If you are entering this world now, I would like to highlight that Quartz is a reference that I greatly appreciate. As I was searching for a specific story on the site, I came across this one, which has a title that seems to be a bit too confident: “How to create the perfect environment to boost creativity”.
This article talks about an American writer F. Scott Fitzgerald and the environment he created at La Paix in Baltimore, during the period when Zelda, his wife, was going through schizophrenia treatment at a local clinic.
While at La Paix, Fitzgerald worked in dark, disheveled rooms with a bottle of gin in a nearby drawer. He took short walks and came back to hand-write his ideas on notepads scattered on his desk.
The discussion reaches an interesting point: environments with dim lighting and a bit noisy can – lo and behold –promote creativity. And a bit of alcohol can accelerate problem solving and decision making. Interesting, huh?
Of course, it’s not a rule. However, it made me think of that cultural and creative diversity topic once again.

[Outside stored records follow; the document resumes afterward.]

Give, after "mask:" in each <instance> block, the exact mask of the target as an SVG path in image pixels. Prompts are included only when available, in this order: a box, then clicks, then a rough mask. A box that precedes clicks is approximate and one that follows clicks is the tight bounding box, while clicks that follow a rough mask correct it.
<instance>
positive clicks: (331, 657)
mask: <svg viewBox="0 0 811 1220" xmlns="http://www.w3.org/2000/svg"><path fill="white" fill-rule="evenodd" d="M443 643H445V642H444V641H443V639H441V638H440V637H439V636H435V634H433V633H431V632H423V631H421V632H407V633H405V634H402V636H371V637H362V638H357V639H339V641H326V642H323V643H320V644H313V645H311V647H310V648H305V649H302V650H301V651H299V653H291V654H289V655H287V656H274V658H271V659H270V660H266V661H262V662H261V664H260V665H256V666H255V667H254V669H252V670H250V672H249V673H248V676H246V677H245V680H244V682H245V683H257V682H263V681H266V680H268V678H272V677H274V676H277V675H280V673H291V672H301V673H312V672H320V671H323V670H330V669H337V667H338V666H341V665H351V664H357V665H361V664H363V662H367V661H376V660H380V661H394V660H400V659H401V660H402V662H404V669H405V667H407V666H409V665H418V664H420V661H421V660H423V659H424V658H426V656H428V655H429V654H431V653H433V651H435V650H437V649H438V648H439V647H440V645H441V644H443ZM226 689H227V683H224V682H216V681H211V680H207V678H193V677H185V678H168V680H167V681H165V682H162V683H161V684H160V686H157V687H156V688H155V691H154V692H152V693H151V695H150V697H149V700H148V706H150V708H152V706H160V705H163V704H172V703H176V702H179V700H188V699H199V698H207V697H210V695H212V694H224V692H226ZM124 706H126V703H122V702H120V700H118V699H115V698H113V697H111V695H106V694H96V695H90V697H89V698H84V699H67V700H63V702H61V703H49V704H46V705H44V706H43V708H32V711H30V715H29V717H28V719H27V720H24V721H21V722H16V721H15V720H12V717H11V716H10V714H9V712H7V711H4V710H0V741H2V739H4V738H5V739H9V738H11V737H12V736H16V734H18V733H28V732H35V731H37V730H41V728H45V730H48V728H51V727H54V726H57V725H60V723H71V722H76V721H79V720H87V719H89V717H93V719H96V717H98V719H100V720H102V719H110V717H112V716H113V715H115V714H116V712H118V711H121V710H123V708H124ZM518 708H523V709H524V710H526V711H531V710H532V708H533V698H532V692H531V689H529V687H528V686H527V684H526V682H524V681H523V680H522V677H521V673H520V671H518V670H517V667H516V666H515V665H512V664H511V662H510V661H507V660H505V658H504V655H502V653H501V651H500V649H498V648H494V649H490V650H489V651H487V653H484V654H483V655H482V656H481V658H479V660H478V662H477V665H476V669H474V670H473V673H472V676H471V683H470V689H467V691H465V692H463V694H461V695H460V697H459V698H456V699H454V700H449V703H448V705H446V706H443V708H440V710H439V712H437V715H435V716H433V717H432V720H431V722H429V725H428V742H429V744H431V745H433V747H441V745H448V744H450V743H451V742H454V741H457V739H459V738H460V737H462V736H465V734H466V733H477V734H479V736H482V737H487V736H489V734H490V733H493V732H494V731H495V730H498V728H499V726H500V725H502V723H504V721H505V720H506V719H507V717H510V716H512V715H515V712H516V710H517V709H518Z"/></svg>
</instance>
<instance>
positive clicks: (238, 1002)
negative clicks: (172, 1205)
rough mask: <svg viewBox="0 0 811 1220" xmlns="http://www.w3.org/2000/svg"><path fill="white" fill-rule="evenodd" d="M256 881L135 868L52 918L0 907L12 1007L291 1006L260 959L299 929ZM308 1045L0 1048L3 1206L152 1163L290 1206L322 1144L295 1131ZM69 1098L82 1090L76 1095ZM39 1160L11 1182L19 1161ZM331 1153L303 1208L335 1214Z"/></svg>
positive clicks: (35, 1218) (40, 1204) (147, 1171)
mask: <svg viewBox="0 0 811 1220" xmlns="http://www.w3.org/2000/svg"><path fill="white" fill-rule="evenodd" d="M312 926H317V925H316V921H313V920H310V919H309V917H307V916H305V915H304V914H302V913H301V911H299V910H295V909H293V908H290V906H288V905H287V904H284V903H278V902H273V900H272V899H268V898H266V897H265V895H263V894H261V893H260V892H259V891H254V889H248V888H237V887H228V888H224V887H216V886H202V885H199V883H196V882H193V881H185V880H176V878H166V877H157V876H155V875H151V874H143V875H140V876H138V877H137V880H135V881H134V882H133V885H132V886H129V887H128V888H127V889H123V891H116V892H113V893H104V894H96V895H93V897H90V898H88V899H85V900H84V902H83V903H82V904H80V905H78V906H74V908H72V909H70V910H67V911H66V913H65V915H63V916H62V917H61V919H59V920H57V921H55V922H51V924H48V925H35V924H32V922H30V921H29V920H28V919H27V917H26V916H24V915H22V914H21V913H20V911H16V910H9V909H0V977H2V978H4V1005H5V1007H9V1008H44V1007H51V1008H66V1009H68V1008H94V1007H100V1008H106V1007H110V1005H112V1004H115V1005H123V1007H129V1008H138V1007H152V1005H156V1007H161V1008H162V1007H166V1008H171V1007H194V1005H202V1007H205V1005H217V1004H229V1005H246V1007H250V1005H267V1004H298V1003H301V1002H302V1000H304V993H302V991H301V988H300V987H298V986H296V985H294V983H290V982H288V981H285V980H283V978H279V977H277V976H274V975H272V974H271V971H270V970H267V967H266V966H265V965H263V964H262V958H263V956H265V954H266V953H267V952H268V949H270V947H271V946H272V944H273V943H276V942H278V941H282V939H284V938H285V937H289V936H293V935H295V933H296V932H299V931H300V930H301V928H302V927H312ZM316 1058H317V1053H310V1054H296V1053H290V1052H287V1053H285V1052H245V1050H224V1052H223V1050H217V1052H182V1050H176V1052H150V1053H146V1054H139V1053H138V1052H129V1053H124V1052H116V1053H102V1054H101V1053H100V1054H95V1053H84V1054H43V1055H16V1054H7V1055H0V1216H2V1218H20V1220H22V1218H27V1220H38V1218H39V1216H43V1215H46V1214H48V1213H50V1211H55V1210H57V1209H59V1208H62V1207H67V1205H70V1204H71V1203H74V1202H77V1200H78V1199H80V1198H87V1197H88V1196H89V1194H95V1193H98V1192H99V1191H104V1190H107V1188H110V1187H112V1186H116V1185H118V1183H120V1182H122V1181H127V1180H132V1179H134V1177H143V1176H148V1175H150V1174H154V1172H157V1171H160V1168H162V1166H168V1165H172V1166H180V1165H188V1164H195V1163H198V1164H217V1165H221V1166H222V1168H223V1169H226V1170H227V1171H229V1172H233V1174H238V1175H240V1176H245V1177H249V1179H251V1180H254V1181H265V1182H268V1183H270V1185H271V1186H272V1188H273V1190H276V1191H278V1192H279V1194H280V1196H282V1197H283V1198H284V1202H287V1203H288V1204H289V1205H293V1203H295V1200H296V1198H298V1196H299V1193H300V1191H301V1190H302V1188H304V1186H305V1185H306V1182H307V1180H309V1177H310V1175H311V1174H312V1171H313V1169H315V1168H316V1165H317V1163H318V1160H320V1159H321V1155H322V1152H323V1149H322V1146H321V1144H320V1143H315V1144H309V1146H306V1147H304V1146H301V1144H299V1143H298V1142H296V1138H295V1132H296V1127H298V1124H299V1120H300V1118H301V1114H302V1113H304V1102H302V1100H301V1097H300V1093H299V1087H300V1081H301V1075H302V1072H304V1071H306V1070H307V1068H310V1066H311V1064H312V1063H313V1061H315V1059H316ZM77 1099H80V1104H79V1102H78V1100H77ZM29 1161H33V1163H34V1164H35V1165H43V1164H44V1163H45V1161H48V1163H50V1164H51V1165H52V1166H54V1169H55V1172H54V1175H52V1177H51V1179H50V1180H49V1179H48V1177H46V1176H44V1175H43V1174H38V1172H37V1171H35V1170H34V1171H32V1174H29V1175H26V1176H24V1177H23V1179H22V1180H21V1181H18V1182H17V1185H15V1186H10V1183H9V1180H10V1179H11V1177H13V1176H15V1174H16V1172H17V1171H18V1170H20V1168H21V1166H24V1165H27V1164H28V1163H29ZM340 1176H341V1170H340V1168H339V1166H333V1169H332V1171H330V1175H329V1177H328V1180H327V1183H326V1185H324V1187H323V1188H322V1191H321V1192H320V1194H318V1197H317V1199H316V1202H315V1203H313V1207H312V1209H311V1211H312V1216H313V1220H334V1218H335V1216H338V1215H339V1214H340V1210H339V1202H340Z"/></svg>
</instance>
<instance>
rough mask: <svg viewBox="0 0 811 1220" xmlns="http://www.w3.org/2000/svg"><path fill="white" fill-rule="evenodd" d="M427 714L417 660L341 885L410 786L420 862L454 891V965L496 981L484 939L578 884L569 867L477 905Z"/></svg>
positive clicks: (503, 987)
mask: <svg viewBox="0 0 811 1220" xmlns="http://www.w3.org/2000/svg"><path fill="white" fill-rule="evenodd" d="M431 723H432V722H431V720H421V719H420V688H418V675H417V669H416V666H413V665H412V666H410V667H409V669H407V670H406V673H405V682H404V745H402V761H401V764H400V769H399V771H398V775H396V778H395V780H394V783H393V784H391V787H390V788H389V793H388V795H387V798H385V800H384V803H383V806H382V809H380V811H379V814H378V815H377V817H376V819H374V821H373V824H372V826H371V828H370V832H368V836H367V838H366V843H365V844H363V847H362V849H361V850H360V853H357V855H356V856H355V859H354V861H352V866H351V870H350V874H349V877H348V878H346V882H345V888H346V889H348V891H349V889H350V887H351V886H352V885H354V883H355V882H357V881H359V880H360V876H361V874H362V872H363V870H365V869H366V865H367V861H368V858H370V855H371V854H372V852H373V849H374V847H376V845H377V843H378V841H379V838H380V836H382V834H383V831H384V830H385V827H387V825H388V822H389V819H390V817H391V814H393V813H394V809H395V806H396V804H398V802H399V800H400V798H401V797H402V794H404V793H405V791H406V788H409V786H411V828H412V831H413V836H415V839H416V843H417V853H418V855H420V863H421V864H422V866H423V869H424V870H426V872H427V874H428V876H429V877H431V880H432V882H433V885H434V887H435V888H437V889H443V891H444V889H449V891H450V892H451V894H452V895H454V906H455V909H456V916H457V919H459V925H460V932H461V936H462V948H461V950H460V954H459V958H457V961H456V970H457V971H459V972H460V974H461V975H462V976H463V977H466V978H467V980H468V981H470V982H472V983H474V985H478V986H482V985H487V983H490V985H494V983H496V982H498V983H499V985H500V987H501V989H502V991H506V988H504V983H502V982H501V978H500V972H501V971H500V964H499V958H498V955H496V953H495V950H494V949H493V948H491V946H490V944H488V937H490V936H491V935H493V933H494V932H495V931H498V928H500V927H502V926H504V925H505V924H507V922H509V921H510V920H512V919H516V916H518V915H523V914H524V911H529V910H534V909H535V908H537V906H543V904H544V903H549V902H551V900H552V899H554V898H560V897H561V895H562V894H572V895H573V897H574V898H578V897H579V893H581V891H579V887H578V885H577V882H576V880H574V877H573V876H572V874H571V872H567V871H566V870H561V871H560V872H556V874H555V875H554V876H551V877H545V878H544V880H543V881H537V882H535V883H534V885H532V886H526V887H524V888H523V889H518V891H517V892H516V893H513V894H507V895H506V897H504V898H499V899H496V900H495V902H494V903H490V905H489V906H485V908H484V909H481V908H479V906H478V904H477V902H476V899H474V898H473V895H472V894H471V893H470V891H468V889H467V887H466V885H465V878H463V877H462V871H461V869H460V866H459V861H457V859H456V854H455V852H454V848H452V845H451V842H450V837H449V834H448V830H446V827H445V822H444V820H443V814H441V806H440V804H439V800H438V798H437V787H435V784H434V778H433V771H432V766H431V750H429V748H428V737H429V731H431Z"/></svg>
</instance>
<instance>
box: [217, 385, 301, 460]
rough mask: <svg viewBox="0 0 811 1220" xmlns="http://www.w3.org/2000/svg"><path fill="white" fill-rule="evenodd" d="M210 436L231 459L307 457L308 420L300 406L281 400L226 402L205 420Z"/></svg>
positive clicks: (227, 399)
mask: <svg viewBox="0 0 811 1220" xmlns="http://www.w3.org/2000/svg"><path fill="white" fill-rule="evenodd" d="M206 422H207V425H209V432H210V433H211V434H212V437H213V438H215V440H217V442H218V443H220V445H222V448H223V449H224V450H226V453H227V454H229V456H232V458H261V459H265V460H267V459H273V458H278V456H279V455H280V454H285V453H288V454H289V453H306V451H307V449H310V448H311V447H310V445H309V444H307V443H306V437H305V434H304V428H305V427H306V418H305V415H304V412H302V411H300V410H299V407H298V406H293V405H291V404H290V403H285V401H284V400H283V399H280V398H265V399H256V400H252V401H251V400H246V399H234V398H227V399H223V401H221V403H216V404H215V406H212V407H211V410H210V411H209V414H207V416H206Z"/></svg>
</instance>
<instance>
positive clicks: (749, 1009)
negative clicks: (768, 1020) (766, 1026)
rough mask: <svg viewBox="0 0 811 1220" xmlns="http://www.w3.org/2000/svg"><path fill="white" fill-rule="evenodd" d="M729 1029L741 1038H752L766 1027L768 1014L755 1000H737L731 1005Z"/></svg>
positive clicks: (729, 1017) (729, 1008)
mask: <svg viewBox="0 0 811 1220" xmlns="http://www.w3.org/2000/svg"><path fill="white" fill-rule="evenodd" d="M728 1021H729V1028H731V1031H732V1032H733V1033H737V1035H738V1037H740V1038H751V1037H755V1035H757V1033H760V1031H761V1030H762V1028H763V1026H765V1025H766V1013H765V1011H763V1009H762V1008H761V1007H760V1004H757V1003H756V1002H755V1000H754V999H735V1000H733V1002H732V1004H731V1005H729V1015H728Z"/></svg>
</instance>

Some people may work perfectly in an environment with profound silence, while others perform better with a little noise around them. I have already noticed that sometimes I can work better at a cafe or in an environment where people have moderate conversations around me. That does not mean I want to be bothered, but the feeling of having someone around helps me.
With the current co-working, remote work and “decompression room” trends in companies, I can imagine that the great challenge within organizations is understanding that people do not necessarily have to be at their desks-or even sharing the same space – in order to be productive.
When we consider these aspects from a learning perspective, it is safe to say that organizations try to understand the different models, locations, and learning environments. A previously established environment is not always the best and most effective. Some may learn better on their way from or to home, or at a café or bar. Understanding these peculiarities can be key to ensuring a successful learning solution.
Let’s explore this more in the next few weeks.